Ruling in Accolade’s favor, the court laid the foundation for reverse engineering as a fair use of a copyright—where reverse engineering is the only way to gain access to the ideas and functional elements embodied in a copyrighted computer program and where there is a legitimate reason for seeking such access, reverse engineering is a fair use of the copyrighted work.
Reverse engineering would not have been a valid defense had Sega had a patent, and if Sega had a patent, it might have even made this list.
5. The One That Gets Blatantly Copied
Patents are all about protecting ideas, and whenever there’s a dispute about patents, there’s a dispute about whether someone is unlawfully using someone else’s idea (or invention).
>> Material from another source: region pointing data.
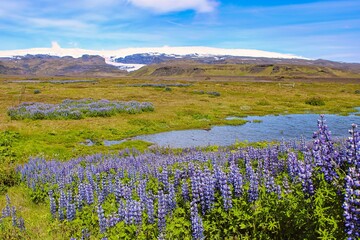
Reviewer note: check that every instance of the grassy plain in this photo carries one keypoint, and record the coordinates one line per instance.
(175, 108)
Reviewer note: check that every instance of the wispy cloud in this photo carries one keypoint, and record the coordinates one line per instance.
(315, 28)
(164, 6)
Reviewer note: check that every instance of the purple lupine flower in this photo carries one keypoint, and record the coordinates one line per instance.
(292, 166)
(164, 178)
(270, 183)
(112, 220)
(209, 190)
(70, 208)
(52, 204)
(118, 189)
(100, 194)
(225, 191)
(13, 217)
(82, 191)
(351, 203)
(185, 190)
(353, 146)
(89, 194)
(121, 211)
(286, 186)
(150, 208)
(195, 186)
(6, 212)
(161, 211)
(21, 224)
(235, 178)
(62, 199)
(85, 234)
(141, 189)
(61, 214)
(196, 222)
(254, 186)
(102, 219)
(171, 197)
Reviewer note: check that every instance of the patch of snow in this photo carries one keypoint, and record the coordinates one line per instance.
(56, 50)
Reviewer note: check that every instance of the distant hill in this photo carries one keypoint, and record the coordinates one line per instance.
(262, 67)
(169, 61)
(45, 65)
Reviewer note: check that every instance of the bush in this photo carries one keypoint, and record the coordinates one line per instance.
(315, 101)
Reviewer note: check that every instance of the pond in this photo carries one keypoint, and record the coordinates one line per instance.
(258, 128)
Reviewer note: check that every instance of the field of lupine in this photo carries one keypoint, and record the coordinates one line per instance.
(76, 109)
(291, 190)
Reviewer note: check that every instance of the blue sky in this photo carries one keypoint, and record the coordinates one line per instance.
(314, 29)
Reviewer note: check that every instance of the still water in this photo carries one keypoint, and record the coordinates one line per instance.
(264, 128)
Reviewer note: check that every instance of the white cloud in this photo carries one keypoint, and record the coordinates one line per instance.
(164, 6)
(57, 23)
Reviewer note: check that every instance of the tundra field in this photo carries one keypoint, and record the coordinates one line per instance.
(134, 190)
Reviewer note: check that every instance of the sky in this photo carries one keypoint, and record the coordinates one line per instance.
(313, 29)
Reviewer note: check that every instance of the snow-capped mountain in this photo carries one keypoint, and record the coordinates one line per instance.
(131, 59)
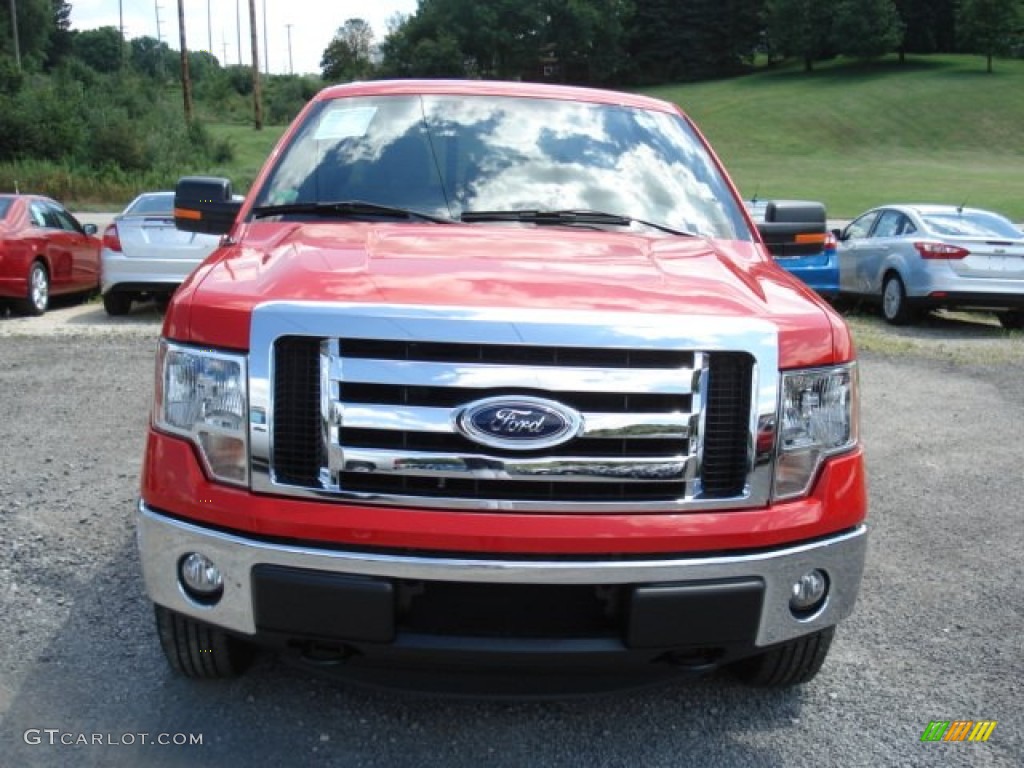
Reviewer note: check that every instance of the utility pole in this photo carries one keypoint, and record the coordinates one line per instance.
(238, 27)
(160, 38)
(291, 70)
(185, 78)
(266, 51)
(254, 40)
(13, 27)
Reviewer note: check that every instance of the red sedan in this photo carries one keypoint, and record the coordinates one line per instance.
(44, 251)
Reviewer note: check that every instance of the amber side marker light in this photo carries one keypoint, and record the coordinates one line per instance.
(184, 213)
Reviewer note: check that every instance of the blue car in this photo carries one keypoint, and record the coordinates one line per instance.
(814, 260)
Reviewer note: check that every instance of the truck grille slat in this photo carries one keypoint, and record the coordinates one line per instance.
(671, 424)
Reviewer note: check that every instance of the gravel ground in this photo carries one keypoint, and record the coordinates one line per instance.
(937, 634)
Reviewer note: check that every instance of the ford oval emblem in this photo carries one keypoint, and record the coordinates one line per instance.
(518, 423)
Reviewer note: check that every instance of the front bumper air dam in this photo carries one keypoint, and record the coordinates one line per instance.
(744, 583)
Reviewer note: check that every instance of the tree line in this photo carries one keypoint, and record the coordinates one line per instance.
(644, 42)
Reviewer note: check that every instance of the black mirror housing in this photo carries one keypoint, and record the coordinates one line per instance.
(206, 205)
(794, 227)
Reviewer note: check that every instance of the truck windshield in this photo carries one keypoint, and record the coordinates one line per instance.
(449, 156)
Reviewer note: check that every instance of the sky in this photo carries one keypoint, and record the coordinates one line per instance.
(313, 25)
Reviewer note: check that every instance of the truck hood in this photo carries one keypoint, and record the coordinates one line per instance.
(509, 266)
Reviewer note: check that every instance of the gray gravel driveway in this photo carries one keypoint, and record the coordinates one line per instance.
(937, 634)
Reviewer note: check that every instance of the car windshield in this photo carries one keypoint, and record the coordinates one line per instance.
(145, 205)
(971, 224)
(468, 158)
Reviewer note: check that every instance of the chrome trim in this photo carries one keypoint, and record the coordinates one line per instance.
(438, 420)
(698, 335)
(163, 542)
(483, 376)
(558, 469)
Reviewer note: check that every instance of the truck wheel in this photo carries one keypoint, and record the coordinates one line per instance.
(117, 303)
(895, 308)
(791, 664)
(199, 650)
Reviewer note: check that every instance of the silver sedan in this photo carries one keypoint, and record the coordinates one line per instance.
(911, 258)
(144, 256)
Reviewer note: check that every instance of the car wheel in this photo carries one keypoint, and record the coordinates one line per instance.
(1012, 321)
(117, 303)
(37, 297)
(199, 650)
(791, 664)
(895, 308)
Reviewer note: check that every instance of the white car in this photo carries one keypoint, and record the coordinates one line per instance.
(911, 258)
(145, 256)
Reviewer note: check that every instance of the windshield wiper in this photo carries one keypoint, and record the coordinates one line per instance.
(568, 216)
(347, 209)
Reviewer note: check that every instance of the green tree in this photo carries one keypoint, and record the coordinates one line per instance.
(61, 38)
(35, 25)
(802, 29)
(98, 48)
(866, 29)
(347, 55)
(153, 57)
(988, 27)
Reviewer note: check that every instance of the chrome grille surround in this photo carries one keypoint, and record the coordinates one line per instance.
(480, 469)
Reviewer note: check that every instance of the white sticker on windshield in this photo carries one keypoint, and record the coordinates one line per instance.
(344, 123)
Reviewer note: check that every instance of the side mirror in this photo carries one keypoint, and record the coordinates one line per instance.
(794, 228)
(205, 205)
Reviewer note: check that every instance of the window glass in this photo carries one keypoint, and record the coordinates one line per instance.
(890, 224)
(971, 224)
(860, 227)
(448, 155)
(153, 205)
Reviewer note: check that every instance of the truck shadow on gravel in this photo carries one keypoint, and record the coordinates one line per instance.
(102, 673)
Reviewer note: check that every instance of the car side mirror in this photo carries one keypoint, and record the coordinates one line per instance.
(205, 205)
(794, 228)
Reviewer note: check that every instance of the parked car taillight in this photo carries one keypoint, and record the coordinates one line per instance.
(940, 251)
(111, 240)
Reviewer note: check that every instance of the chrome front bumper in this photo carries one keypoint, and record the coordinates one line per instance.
(163, 542)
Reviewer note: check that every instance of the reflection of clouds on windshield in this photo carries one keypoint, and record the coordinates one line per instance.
(507, 154)
(553, 155)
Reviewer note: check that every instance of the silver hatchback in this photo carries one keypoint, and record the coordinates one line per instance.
(912, 258)
(145, 256)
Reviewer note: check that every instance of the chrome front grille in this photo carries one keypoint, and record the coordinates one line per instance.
(361, 403)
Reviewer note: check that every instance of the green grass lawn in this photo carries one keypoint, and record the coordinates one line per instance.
(855, 135)
(251, 150)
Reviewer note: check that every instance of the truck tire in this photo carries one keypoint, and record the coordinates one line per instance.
(198, 650)
(791, 664)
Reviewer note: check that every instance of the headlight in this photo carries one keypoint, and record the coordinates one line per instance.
(201, 394)
(818, 418)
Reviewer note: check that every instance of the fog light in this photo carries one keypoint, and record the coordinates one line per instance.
(201, 578)
(809, 592)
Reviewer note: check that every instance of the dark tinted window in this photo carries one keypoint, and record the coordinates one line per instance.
(156, 204)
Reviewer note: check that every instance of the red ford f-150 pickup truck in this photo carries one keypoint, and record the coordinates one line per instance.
(500, 377)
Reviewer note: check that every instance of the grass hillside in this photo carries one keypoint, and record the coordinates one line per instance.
(854, 135)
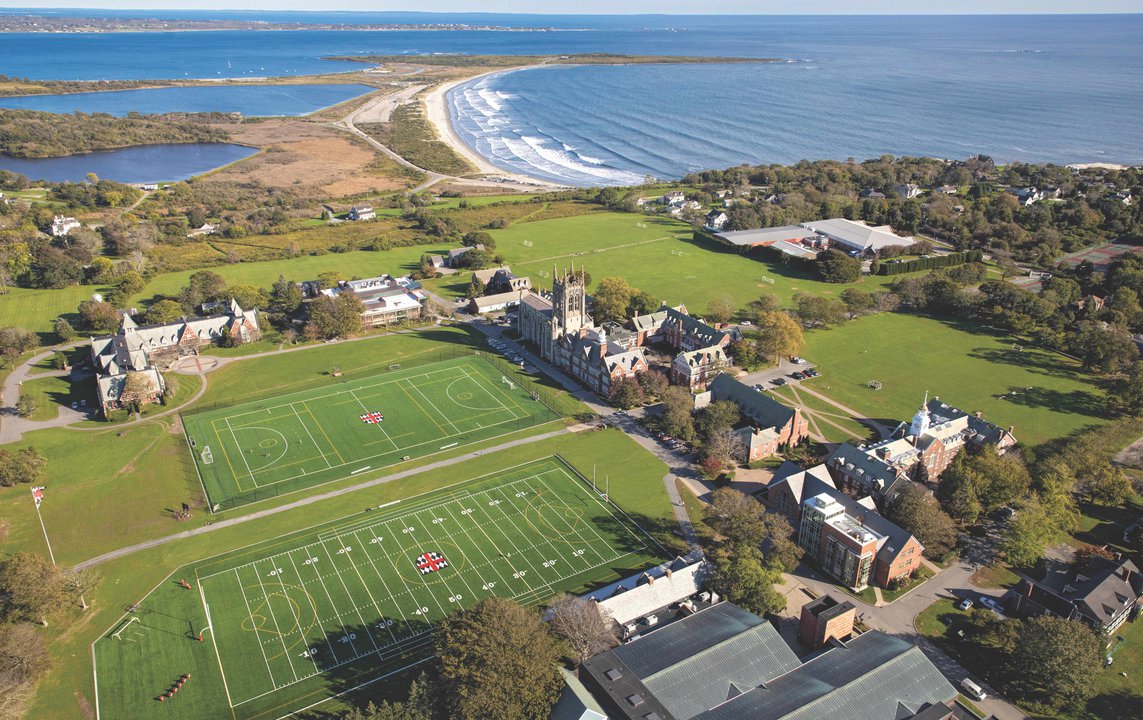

Every once in a while, the similarities between the patent and the accused infringer’s product are striking.
U.S. Patent No. 6,200,138 appears to have encountered just such a situation, and for that reason it’s showing up on our list. The ‘138 patent deals with a video game concept in which the player drives a car around a map, and where a target destination is highlighted for the user. The following figure from the patent shows how an arrow can be used to point the way:

Sega’s patent covered concepts it used in its hit game, Crazy Taxi:

Crazy Taxi
When Fox Entertainment and Electronic Arts released a game having a similar concept, Sega was not happy. Fox/EA’s The Simpsons: Road Rage game seemed to use the same concept:

The Simpsons: Road Rage
Sega sued EA/Fox in 2003, and the case was settled not long after.
10. Sega Enterprises Ltd. v. Accolade Inc., 977 F2d 1510 (9th Cir. 1992).